3 id- you don't have to just analyze the transference, but can also study extra-transference relations because you are searching for aggression and affection in recent narcissistic injuries and disappointments in love. By following slips, dreams, and asking for associations for idiosyncratic word choices you either find phantasies that can be used in transference interpretations, you can find self-states that allow the patient to more fully elaborate her defusions and defences, and you he or she can express the ego drives functioning in relationships that aren't conscious.

These techniques take you back to both the superego (2) and ego (1) stages of work. However, the distinctively important id work has to do with the specific forms of aggression and affection that need to be expressed.

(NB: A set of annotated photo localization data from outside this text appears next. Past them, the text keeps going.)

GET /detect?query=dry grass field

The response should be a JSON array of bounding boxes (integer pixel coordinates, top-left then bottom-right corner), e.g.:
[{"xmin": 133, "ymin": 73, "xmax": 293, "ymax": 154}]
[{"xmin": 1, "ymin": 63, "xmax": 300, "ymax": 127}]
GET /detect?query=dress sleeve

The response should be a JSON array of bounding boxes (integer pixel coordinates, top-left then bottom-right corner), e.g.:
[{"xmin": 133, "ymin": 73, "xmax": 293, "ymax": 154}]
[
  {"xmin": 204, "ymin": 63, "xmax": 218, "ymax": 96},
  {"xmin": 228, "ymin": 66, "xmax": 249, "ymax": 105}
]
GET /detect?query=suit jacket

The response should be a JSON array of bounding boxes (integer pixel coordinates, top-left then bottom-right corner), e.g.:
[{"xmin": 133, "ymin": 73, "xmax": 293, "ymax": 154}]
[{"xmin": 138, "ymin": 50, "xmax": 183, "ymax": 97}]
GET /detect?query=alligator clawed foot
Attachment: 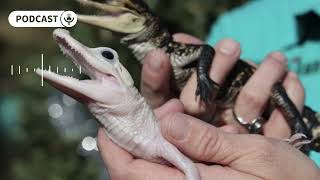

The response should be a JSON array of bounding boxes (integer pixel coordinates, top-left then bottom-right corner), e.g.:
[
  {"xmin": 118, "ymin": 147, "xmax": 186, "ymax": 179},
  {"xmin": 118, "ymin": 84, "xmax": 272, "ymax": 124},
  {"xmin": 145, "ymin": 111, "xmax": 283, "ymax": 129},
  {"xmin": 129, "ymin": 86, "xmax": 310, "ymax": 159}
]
[
  {"xmin": 284, "ymin": 133, "xmax": 312, "ymax": 149},
  {"xmin": 196, "ymin": 75, "xmax": 219, "ymax": 103}
]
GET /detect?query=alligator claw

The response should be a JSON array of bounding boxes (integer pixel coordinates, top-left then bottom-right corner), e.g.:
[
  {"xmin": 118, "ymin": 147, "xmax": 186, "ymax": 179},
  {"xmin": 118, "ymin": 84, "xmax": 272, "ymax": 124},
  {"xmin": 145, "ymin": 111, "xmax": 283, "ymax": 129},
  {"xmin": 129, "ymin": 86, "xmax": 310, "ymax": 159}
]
[
  {"xmin": 196, "ymin": 75, "xmax": 219, "ymax": 103},
  {"xmin": 284, "ymin": 133, "xmax": 312, "ymax": 149}
]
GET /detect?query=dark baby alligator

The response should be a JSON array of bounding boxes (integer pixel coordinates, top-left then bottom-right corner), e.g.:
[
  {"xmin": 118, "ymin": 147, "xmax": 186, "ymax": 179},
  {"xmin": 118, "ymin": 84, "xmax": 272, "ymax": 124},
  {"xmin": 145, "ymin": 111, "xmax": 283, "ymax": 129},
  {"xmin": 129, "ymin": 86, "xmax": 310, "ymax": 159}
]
[{"xmin": 76, "ymin": 0, "xmax": 320, "ymax": 152}]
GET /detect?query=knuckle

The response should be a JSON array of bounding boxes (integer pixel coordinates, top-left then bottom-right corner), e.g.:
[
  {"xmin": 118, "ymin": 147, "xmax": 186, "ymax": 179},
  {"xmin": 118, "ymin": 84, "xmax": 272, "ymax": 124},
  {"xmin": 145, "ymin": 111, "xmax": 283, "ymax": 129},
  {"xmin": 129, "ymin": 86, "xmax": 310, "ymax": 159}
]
[
  {"xmin": 195, "ymin": 126, "xmax": 219, "ymax": 160},
  {"xmin": 161, "ymin": 113, "xmax": 181, "ymax": 135},
  {"xmin": 183, "ymin": 101, "xmax": 207, "ymax": 115},
  {"xmin": 181, "ymin": 96, "xmax": 209, "ymax": 116},
  {"xmin": 141, "ymin": 82, "xmax": 167, "ymax": 103},
  {"xmin": 142, "ymin": 79, "xmax": 162, "ymax": 93},
  {"xmin": 240, "ymin": 90, "xmax": 265, "ymax": 107},
  {"xmin": 141, "ymin": 82, "xmax": 152, "ymax": 94},
  {"xmin": 164, "ymin": 112, "xmax": 180, "ymax": 122}
]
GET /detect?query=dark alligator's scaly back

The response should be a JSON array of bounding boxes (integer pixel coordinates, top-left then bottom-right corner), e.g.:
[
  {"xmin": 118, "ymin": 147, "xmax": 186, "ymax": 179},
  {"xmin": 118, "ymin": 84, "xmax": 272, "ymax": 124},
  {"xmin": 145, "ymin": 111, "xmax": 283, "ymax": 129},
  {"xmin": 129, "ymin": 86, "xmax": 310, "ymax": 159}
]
[
  {"xmin": 126, "ymin": 23, "xmax": 171, "ymax": 62},
  {"xmin": 215, "ymin": 60, "xmax": 255, "ymax": 107}
]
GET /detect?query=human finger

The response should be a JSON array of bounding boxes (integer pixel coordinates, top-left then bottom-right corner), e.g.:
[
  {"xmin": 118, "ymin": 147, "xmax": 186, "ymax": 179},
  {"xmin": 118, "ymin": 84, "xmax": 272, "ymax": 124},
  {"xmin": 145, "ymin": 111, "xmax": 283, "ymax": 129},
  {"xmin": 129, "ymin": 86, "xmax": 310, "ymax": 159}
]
[
  {"xmin": 141, "ymin": 49, "xmax": 173, "ymax": 108},
  {"xmin": 180, "ymin": 39, "xmax": 241, "ymax": 119},
  {"xmin": 234, "ymin": 52, "xmax": 288, "ymax": 127},
  {"xmin": 263, "ymin": 72, "xmax": 305, "ymax": 138}
]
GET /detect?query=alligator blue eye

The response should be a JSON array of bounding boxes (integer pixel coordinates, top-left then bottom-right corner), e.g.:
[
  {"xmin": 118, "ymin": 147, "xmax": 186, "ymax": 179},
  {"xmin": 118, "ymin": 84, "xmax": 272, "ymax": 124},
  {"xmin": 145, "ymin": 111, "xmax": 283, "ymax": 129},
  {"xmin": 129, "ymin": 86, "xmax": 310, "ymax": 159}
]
[{"xmin": 102, "ymin": 50, "xmax": 114, "ymax": 60}]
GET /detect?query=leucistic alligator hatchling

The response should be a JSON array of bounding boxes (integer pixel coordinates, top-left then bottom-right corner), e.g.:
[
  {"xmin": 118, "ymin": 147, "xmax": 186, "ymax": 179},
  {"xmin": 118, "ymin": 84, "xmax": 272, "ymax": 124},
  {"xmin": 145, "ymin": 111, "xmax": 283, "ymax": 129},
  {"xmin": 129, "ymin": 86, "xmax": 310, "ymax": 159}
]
[
  {"xmin": 75, "ymin": 0, "xmax": 320, "ymax": 152},
  {"xmin": 36, "ymin": 29, "xmax": 200, "ymax": 180}
]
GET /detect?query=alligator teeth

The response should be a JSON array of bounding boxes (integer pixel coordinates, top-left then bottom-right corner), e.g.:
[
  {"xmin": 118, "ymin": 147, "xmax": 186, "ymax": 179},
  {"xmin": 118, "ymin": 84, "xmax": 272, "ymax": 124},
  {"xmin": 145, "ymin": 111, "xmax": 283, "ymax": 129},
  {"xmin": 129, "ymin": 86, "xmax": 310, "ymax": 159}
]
[
  {"xmin": 40, "ymin": 68, "xmax": 81, "ymax": 82},
  {"xmin": 57, "ymin": 43, "xmax": 83, "ymax": 72},
  {"xmin": 65, "ymin": 75, "xmax": 80, "ymax": 81}
]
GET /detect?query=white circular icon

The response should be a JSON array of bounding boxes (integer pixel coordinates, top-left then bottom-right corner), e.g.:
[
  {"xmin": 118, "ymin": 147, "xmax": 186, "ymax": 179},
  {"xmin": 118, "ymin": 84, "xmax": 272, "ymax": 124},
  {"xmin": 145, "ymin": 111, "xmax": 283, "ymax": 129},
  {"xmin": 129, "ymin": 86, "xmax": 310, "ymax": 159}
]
[
  {"xmin": 60, "ymin": 11, "xmax": 77, "ymax": 27},
  {"xmin": 82, "ymin": 136, "xmax": 98, "ymax": 151}
]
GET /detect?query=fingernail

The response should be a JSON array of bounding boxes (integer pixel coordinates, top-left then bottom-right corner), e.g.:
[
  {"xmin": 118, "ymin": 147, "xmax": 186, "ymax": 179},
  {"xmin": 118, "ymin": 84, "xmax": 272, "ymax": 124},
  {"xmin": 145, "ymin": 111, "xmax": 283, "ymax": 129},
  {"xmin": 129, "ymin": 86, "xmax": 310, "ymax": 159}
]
[
  {"xmin": 287, "ymin": 72, "xmax": 298, "ymax": 79},
  {"xmin": 147, "ymin": 58, "xmax": 163, "ymax": 72},
  {"xmin": 168, "ymin": 118, "xmax": 191, "ymax": 141},
  {"xmin": 218, "ymin": 39, "xmax": 239, "ymax": 55},
  {"xmin": 269, "ymin": 52, "xmax": 285, "ymax": 60},
  {"xmin": 269, "ymin": 52, "xmax": 287, "ymax": 63}
]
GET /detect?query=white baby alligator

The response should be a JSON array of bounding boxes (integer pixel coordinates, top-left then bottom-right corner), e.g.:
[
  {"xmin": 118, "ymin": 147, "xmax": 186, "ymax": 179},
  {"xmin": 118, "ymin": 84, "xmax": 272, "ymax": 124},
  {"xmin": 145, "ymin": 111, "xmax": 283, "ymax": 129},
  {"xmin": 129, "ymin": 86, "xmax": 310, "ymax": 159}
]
[{"xmin": 36, "ymin": 29, "xmax": 200, "ymax": 180}]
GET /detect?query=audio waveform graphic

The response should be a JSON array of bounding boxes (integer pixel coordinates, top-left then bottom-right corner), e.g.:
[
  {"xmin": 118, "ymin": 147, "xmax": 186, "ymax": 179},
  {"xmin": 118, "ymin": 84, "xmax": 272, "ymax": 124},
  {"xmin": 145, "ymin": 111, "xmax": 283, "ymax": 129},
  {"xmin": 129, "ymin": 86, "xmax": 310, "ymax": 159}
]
[{"xmin": 10, "ymin": 54, "xmax": 82, "ymax": 86}]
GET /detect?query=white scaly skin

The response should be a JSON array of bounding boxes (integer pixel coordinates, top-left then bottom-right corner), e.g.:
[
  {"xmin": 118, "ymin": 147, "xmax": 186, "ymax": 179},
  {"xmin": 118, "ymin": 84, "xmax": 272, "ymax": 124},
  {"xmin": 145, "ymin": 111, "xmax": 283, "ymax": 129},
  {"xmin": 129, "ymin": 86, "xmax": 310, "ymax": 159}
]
[{"xmin": 36, "ymin": 29, "xmax": 200, "ymax": 180}]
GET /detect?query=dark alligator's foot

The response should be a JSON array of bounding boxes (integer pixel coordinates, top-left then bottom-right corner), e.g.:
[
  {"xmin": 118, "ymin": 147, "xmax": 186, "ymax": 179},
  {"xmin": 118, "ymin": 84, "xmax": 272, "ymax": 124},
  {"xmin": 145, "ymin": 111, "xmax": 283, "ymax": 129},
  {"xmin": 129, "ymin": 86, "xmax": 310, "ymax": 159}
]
[
  {"xmin": 196, "ymin": 44, "xmax": 218, "ymax": 103},
  {"xmin": 196, "ymin": 75, "xmax": 219, "ymax": 103},
  {"xmin": 284, "ymin": 133, "xmax": 312, "ymax": 149}
]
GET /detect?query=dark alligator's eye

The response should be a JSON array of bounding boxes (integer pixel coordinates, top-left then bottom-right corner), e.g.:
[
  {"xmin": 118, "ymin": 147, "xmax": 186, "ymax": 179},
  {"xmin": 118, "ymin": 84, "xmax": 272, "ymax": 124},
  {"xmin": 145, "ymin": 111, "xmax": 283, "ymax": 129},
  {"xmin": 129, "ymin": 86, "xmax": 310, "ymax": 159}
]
[{"xmin": 102, "ymin": 50, "xmax": 114, "ymax": 60}]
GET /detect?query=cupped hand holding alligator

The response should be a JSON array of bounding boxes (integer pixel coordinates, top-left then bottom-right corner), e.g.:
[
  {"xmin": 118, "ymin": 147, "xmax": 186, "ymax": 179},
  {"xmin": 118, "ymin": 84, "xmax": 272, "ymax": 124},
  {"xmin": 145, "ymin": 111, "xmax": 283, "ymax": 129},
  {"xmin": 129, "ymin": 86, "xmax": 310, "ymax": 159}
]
[
  {"xmin": 38, "ymin": 29, "xmax": 320, "ymax": 180},
  {"xmin": 97, "ymin": 99, "xmax": 320, "ymax": 180},
  {"xmin": 32, "ymin": 0, "xmax": 320, "ymax": 179},
  {"xmin": 75, "ymin": 0, "xmax": 320, "ymax": 151}
]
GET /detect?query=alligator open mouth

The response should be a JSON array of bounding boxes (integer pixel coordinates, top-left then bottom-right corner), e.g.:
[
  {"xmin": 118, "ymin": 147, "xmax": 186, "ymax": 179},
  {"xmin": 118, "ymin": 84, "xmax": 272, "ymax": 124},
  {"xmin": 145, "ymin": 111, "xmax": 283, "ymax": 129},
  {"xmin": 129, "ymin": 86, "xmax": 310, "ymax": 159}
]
[
  {"xmin": 76, "ymin": 0, "xmax": 146, "ymax": 34},
  {"xmin": 36, "ymin": 29, "xmax": 124, "ymax": 104}
]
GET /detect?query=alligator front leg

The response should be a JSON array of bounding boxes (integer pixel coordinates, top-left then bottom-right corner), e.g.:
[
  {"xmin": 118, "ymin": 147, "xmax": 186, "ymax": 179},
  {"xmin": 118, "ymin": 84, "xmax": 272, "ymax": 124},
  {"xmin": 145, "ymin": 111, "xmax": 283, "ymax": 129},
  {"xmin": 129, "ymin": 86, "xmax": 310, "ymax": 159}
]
[{"xmin": 196, "ymin": 44, "xmax": 220, "ymax": 102}]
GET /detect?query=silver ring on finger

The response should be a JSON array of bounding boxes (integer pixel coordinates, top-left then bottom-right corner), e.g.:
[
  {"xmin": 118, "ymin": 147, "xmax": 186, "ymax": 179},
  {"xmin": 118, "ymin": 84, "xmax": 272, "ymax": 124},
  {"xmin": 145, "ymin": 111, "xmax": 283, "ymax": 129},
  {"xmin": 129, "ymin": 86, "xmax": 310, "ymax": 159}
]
[{"xmin": 232, "ymin": 107, "xmax": 266, "ymax": 134}]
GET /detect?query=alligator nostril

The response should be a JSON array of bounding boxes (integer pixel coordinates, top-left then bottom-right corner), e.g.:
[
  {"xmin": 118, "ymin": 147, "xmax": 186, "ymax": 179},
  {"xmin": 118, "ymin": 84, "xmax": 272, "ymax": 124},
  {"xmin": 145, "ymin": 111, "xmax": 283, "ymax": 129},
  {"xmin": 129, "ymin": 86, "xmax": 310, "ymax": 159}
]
[{"xmin": 102, "ymin": 50, "xmax": 114, "ymax": 60}]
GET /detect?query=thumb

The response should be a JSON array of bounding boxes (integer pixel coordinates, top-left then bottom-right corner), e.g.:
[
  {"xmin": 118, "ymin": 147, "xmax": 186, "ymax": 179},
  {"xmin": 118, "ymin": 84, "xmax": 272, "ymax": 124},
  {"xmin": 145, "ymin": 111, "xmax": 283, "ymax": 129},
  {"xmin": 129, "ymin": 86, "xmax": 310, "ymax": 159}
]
[{"xmin": 160, "ymin": 113, "xmax": 265, "ymax": 164}]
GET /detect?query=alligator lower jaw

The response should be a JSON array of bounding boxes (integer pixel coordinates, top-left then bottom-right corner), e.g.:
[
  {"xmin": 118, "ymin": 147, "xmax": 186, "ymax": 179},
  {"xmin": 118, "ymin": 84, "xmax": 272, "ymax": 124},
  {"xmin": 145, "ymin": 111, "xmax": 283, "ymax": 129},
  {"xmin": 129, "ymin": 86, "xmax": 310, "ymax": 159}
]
[{"xmin": 35, "ymin": 68, "xmax": 119, "ymax": 104}]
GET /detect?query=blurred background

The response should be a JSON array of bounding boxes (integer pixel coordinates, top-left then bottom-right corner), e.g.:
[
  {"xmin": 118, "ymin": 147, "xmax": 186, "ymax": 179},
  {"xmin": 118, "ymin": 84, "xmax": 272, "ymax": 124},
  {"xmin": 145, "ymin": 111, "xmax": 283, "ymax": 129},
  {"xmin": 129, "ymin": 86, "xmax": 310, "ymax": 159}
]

When a slip leads the patient to tell a story from her past that is triangulated you should always perk up and wait for the id impulse of aggression and affection to become noticeable. When the patient, for example, gets angry as she is telling the story you can acknowledge this anger in her and ask her to note where it is in her body. Ask her where she feels power and where she can attack someone and damage or hurt them. Often they will reference the body part. Power, for example, will be felt in the hands and impulses to strangle might be felt. After she stays with these body feelings you can instruct her to imagine attacking someone (or, if you're a somatic psychologist you can actually have her strangle a sheet or pillow). It is always important, however, to elicit the words and what she would like to say to the object of the aggression.